Another week, another motoring review in which I read the suggestion that you, dear car owner, might be inclined to drop the keys to your new car onto a pub table, so you can impress people with the badge.

You know how it is: you walk in to a bar to meet your friends, who are already seated at a table, so you stroll over and casually toss the keys to your new premium car in front of them. It prompts them all to look up in quiet awe at this Adonis, this most ambitious of men, this Hercules among plebs, who stands before them and is gracious enough to walk among them.

“I’m going to the bar,” you say, intoning that you’ll leave the keys where they fell – mid-table, like a floral centrepiece – for them to discuss in hushed tones while you buy a pint of shandy and a packet of Monster Munch (which you regard as the king of snacks). And so you depart.

Quiet descends across the table. Someone nervously fingers the keys, makes sure you’re out of earshot, and opines: “Jesus, Mark’s such a bellend. Who invited him, anyway?”

See, I don’t know anybody who does the key thing. You don’t know anybody who does the key thing. Literally nobody knows anybody who does the key thing because literally nobody does the key thing, because it would make them the second most irritating person in the world. It is just another motoring writer’s lazy cliché (and, boy, do we have a few), here used to imply that the car being written about has a desirable image.

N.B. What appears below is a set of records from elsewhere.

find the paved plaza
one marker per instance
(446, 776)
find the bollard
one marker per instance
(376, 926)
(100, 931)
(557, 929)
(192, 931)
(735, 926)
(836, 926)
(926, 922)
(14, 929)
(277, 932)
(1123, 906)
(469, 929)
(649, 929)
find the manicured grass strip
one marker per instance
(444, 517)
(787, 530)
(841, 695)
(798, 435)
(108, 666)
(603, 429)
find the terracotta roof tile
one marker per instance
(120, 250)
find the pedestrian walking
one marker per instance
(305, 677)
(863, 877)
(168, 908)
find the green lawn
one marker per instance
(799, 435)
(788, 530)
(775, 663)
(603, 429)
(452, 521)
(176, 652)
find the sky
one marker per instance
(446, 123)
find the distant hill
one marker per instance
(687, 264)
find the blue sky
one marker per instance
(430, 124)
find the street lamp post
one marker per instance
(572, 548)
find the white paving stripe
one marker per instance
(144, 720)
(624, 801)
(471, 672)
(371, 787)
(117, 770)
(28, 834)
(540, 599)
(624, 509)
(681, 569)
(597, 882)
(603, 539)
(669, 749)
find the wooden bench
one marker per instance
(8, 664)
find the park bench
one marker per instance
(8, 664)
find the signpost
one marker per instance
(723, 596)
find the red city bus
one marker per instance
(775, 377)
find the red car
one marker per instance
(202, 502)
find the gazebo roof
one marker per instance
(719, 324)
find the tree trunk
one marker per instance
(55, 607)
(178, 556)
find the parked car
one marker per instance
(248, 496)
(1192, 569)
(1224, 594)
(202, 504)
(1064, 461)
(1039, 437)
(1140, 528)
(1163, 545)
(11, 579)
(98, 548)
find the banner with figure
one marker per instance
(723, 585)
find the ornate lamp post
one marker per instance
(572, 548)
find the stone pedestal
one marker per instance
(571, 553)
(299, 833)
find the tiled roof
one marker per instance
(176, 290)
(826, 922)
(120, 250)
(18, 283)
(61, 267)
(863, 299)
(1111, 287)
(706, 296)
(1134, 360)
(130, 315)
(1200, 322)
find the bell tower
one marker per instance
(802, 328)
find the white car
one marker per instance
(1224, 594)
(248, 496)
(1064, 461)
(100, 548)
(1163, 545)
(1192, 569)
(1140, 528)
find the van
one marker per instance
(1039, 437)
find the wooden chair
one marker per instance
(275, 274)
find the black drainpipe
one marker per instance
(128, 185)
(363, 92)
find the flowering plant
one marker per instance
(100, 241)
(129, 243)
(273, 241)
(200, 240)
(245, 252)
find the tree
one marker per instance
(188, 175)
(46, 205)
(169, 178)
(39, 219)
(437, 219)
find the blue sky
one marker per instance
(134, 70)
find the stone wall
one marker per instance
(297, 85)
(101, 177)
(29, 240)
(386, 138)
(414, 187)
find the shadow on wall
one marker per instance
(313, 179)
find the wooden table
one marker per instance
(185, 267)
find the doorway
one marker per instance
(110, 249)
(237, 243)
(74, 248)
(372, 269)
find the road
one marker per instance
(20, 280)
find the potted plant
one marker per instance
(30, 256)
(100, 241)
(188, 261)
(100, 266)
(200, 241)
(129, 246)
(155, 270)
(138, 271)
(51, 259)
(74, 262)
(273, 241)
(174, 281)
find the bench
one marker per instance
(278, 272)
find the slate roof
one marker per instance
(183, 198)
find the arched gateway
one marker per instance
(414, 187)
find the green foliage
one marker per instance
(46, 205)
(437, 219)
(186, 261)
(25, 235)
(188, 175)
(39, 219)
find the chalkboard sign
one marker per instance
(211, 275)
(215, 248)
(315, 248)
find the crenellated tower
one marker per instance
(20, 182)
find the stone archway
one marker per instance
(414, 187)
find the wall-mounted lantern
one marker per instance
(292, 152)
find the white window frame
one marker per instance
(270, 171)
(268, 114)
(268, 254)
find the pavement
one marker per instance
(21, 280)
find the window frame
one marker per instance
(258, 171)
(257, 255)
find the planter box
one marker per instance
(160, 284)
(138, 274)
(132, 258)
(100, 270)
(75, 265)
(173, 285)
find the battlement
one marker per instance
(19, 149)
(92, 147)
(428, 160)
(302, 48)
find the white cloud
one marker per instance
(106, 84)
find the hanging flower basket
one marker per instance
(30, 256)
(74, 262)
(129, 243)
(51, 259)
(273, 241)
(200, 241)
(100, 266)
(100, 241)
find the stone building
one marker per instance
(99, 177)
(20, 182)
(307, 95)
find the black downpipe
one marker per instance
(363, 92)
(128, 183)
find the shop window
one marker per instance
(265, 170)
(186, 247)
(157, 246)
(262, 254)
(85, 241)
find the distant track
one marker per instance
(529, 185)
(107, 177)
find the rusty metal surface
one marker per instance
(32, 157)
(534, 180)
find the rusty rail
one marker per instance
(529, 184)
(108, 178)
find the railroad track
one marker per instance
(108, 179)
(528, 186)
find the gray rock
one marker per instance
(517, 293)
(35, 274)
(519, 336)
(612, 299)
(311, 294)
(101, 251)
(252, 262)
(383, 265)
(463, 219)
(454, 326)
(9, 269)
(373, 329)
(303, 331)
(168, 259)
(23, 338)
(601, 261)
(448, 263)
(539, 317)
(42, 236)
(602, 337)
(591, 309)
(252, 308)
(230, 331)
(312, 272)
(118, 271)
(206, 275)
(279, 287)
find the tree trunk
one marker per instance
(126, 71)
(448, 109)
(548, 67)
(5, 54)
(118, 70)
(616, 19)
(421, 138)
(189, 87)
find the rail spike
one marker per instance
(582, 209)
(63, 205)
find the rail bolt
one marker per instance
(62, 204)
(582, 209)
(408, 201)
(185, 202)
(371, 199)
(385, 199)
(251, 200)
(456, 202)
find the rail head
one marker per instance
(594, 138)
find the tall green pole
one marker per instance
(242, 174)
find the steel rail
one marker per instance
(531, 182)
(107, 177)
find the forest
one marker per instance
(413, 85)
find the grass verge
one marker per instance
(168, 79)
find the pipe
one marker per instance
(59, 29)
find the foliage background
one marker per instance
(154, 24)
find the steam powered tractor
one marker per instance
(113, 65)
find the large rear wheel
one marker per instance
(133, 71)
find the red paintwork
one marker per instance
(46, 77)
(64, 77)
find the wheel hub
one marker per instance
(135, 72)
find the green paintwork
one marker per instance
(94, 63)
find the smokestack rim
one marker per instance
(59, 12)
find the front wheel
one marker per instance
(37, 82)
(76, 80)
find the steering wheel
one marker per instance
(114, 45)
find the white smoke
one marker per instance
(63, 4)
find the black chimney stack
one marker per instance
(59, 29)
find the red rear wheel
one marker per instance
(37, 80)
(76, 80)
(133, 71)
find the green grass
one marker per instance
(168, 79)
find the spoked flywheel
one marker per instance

I’m not going to name the latest culprit, but it should be noted that, in the same way there is never a key-drop, there is no such thing as a traffic light grand prix, and not every Volvo estate is bought by an antique dealer. The latter was the case 30 years ago and remains the case today.

But what if there was such a thing as a key-drop? Assuming doing something like that didn’t mark you out as an insufferable tool and assuming the only way to let friends know which car you drove was by revealing its maker’s badge, which key fob would you most like to be seen carrying and dropping? Which car marque would you most like to be associated with? 

It’s quite a probing question, because implied ownership of anything from a manufacturer’s entire range could be bestowed upon you. Say you drive a Honda: well, that ‘H’ rattling onto the table could mean you drive anything from a Honda Jazz to an Honda NSX. A Mercedes-Benz could be a Mercedes-Benz B-Class or a Mercedes-Benz G-Class.